Karōji Kentarō: Student Activist and Okhotsk Fisherman

Travel

In 1960, I was a college freshman with a buzz cut. Protests over the renewal of the Japan-US Security Treaty (usually called “Anpo” for short in Japanese) were at their height. Students threw up barricades and signs on campuses around the country and demonstrators surrounded the Diet building daily, demanding the removal of Prime Minister Kishi Nobusuke.

The National Federation of Students’ Self-Government Associations, or Zengakuren, was heavily involved in this conflict. The group’s leader at the time was Hakodate-born Karōji Kentarō, who was said to be even cooler than then movie heartthrob Ishihara Yūjirō.

I did my share of chanting in the streets, but I also found my way to Ginza in Tokyo to see Bucky Shirakata and His Aloha Hawaiians, who were all the rage at the time.

Some years later, in a tiny bar in the Daimon neighborhood of Hakodate, I saw a sun-bronzed Karōji sitting at the counter.

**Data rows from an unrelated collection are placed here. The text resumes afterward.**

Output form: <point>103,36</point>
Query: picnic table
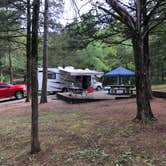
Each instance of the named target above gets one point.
<point>121,89</point>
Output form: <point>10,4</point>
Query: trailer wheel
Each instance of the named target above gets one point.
<point>98,88</point>
<point>19,95</point>
<point>64,90</point>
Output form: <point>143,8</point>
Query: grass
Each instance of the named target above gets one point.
<point>82,135</point>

It was the 70s, and he was now a fisherman up in Monbetsu along the coast of the Sea of Okhotsk. He was in Hakodate to see high school friends and visit his mother Kiyo, who had raised him on her own by working as a geisha and post office employee. “I’m still dining off Anpo,” he said to a former comrade, but otherwise he drank quietly without bringing up the past, revealing the depth of his character.

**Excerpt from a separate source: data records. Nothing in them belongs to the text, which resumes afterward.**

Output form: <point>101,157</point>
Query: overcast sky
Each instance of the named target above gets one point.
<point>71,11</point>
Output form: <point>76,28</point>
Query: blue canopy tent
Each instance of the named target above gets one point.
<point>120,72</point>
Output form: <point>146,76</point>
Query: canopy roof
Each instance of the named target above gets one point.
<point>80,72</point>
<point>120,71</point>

Karōji Kentarō’s grave at the foot of Mount Hakodate in a photograph taken after rain. Sculpted by Akiyama Yūtokutaishi, the gravestone evokes the waves of the Sea of Okhotsk.
Karōji Kentarō’s grave at the foot of Mount Hakodate in a photograph taken after rain. Sculpted by Akiyama Yūtokutaishi, the gravestone evokes the waves of the Sea of Okhotsk.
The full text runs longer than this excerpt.